On May 8, 2017, the New Jersey (NJ) Department of Insurance published Bulletin No. 17-05. The bulletin relates to a recently enacted NJ law (Chapter 28), which requires carriers to administer benefits for the treatment of substance use disorder in a specific way and relies on the American Psychiatric Association’s definition of “substance use disorder” (including substance use withdrawal). Substance abuse disorder can be applied to the following classes of drugs: alcohol, cannabis, hallucinogens (including phencyclidine), inhalants, opioids, sedatives, hypnotics, anxiolytics, stimulants and tobacco. Under the new law, carriers are required to provide unlimited inpatient and outpatient benefits for the treatment of substance use disorder at network facilities (meaning with network providers). Except for the case of an in-plan exception, a person covered under a PPO or POS plan who voluntarily uses on out-of-network provider will not be entitled to the protections of the new law with respect to those out-of-network services. Carriers must provide benefits for the first 180 days per plan year of inpatient and outpatient treatment of substance use disorder without prior authorization or other prospective utilization management requirements when determined medically necessary by the person’s physician, psychologist or psychiatrist. Carriers are also required to provide benefits for the first 28 days of an inpatient stay during each plan year without retrospective or concurrent review (where deemed medically necessary). The bulletin contains examples to help explain how that might work across two different plan years.

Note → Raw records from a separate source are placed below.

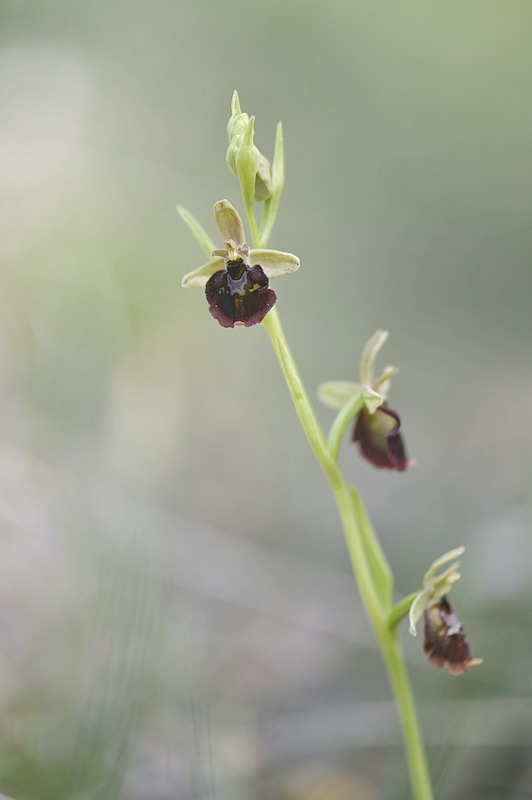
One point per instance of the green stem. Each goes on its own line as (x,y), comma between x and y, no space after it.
(360,556)
(343,419)
(400,610)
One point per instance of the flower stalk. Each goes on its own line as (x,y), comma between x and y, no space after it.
(236,282)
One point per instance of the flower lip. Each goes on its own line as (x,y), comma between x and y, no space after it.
(239,294)
(379,439)
(445,642)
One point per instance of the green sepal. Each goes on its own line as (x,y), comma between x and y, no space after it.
(271,205)
(275,263)
(198,232)
(377,561)
(229,222)
(369,356)
(200,276)
(247,163)
(336,394)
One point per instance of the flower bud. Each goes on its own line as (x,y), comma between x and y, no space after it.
(244,159)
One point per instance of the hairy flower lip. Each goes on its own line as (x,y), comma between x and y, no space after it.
(379,444)
(445,643)
(239,294)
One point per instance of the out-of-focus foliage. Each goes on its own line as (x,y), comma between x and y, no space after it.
(177,617)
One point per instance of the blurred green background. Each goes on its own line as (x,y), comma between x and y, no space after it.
(177,616)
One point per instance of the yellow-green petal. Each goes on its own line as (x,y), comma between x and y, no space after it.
(200,276)
(336,394)
(275,263)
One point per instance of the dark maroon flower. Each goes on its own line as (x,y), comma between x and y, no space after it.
(445,642)
(379,439)
(239,294)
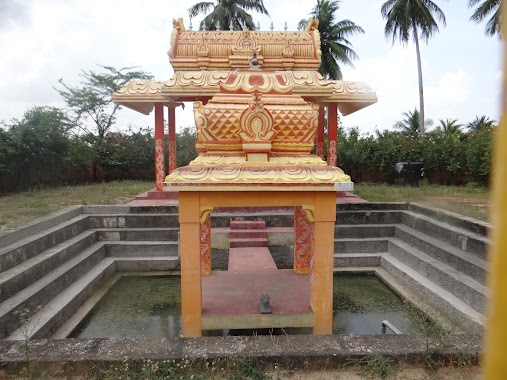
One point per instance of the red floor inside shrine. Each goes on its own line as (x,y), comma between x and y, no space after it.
(231,299)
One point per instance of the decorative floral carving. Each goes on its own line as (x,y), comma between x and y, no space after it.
(205,246)
(303,242)
(159,162)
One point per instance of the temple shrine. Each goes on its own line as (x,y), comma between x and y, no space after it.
(259,105)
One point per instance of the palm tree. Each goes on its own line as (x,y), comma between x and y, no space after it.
(449,127)
(480,123)
(494,24)
(334,44)
(411,124)
(416,17)
(227,14)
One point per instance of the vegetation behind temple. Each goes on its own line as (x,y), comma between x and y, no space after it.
(40,149)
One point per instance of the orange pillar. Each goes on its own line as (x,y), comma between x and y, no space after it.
(332,134)
(191,292)
(496,337)
(303,241)
(159,146)
(172,139)
(319,151)
(321,279)
(206,247)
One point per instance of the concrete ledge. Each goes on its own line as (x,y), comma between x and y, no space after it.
(465,222)
(40,225)
(79,356)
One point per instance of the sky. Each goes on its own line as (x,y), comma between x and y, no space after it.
(42,41)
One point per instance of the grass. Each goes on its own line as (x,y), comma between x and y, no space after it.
(20,208)
(470,200)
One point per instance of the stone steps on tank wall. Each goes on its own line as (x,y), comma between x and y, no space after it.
(29,271)
(59,309)
(31,244)
(22,305)
(439,298)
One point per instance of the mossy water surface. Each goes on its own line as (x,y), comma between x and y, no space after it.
(150,306)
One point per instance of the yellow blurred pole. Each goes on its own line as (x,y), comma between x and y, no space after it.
(496,336)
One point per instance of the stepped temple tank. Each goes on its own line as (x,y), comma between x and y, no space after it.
(259,105)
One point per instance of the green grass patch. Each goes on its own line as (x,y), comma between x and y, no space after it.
(470,200)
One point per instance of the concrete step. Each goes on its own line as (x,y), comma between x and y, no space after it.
(272,218)
(29,245)
(462,261)
(19,277)
(439,298)
(133,220)
(21,306)
(364,231)
(52,315)
(138,234)
(367,245)
(369,217)
(249,259)
(249,233)
(473,225)
(43,224)
(247,224)
(141,248)
(457,237)
(465,288)
(346,260)
(248,242)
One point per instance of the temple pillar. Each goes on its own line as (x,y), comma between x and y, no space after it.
(319,151)
(303,241)
(159,146)
(321,278)
(205,239)
(332,134)
(191,292)
(171,117)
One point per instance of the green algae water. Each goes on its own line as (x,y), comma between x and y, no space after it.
(150,306)
(361,302)
(136,306)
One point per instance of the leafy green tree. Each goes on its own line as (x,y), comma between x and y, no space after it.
(334,44)
(480,123)
(449,127)
(227,14)
(416,18)
(91,107)
(485,8)
(410,125)
(44,150)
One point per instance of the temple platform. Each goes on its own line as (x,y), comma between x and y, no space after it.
(160,198)
(230,299)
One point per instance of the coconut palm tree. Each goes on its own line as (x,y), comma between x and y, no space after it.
(227,14)
(494,24)
(411,124)
(335,46)
(480,123)
(416,18)
(449,127)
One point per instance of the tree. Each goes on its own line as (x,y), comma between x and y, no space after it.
(494,24)
(91,105)
(449,127)
(411,124)
(226,13)
(480,123)
(335,46)
(417,18)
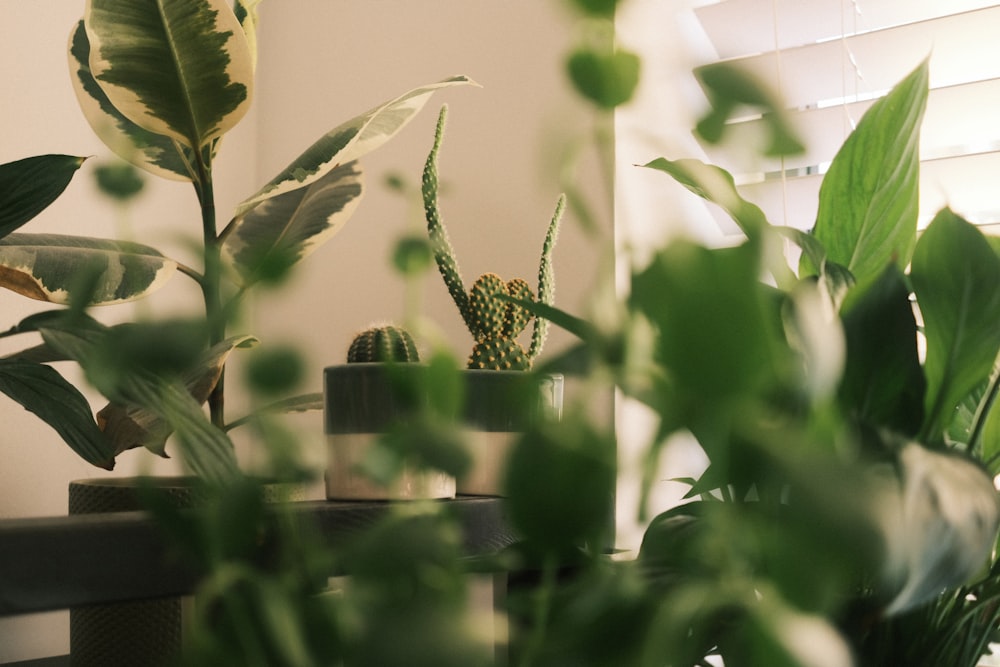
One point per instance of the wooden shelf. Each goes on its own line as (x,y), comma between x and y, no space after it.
(63,562)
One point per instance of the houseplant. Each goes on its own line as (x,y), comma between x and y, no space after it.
(162,88)
(500,399)
(848,495)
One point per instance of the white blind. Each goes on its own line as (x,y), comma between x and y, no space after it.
(829,59)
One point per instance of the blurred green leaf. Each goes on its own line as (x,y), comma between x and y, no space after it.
(606,79)
(29,185)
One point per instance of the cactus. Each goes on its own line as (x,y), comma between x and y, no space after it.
(382,343)
(487,310)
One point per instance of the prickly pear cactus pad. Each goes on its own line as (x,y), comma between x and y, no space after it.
(487,310)
(496,322)
(381,344)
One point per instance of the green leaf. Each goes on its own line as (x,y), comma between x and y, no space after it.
(155,153)
(129,425)
(28,186)
(868,201)
(349,141)
(53,268)
(44,392)
(180,69)
(730,87)
(883,383)
(715,185)
(606,79)
(956,278)
(284,229)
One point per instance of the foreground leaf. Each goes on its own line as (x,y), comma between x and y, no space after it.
(183,70)
(44,392)
(28,186)
(868,201)
(51,267)
(349,141)
(956,277)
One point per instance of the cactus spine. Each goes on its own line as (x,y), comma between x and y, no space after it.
(381,344)
(487,310)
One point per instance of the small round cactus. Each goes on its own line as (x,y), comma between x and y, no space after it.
(381,344)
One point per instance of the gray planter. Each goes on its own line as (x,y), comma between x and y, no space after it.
(361,401)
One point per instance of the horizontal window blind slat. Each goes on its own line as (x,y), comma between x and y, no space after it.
(964,48)
(967,184)
(746,27)
(959,119)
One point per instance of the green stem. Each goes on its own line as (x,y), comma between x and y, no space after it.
(212,278)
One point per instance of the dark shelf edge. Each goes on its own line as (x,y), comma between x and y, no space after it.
(56,563)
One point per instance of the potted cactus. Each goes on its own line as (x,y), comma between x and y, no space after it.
(501,398)
(368,403)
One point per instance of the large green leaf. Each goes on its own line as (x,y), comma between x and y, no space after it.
(715,185)
(349,141)
(28,186)
(868,201)
(182,69)
(206,449)
(44,392)
(883,383)
(284,229)
(956,278)
(130,425)
(50,267)
(156,153)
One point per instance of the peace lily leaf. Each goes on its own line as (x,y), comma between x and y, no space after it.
(129,425)
(147,150)
(44,392)
(48,267)
(349,141)
(883,383)
(180,69)
(28,186)
(867,215)
(282,230)
(956,278)
(729,87)
(715,185)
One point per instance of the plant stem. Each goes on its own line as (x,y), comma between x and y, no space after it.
(212,278)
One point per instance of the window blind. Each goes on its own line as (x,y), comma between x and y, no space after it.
(830,59)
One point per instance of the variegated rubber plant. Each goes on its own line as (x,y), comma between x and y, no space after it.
(161,83)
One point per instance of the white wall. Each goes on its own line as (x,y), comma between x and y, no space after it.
(321,62)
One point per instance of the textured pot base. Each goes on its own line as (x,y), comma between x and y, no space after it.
(489,451)
(346,451)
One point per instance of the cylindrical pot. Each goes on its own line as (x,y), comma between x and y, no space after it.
(125,634)
(362,400)
(499,406)
(143,632)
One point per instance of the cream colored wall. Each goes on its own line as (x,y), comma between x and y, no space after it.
(321,62)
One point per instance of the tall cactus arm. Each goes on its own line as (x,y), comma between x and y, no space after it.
(546,279)
(444,255)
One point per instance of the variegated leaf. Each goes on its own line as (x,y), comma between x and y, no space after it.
(180,69)
(284,229)
(246,14)
(28,186)
(349,141)
(158,154)
(129,426)
(49,267)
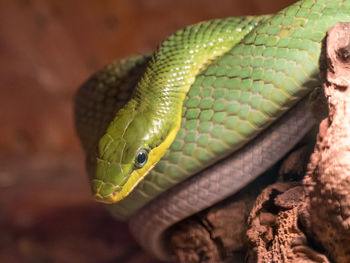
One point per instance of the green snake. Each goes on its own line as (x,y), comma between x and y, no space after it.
(222,100)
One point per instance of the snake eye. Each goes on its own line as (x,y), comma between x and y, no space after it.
(141,158)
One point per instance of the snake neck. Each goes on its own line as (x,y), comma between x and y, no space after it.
(150,121)
(178,60)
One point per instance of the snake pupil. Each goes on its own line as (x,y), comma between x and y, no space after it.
(141,158)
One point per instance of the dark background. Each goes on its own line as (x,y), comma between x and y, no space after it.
(47,49)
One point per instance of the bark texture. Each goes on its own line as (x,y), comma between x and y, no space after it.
(327,183)
(294,219)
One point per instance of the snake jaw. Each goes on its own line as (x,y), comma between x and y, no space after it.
(105,192)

The bulletin also contains more detail on what constitutes “medical necessity,” and concurrent review with respect to inpatient care. It also outlines that in the case of an emergency admission to an out-of-network hospital, the covered person must comply with the emergency admission requirements stated in their plan.
On prescription drugs, the bulletin (and the new NJ law) describes coverage for prescription drugs as they relate to substance use disorder. Specifically, benefits for outpatient prescription drugs for the first 180 days may not be subject to any prior authorization or prospective utilization management. In addition, the cost-sharing for covered prescription drugs is generally the applicable cost-sharing required by the covered person’s plan. There are specific rules when it comes to opioid drugs, where cost-sharing for the initial maximum five-day supply may be determined in two ways. The first method allows cost-sharing proportional to the amount prescribed, whereas the second method allows the cost-sharing for the full 30-day supply to be charged but prohibits cost-sharing if/when the balance of the same drug is prescribed. The bulletin contains three examples on how that might play out.
Finally, the bulletin contains a helpful summary chart (on page 10) that outlines the various changes under the new NJ law. The bulletin applies to plans issued or renewed on or after May 16, 2017. Employers don’t have to make any compliance changes in connection with the bulletin, but should be aware of the bulletin as a resource for employees with substance use disorder treatment questions.
Bulletin No. 17-05 »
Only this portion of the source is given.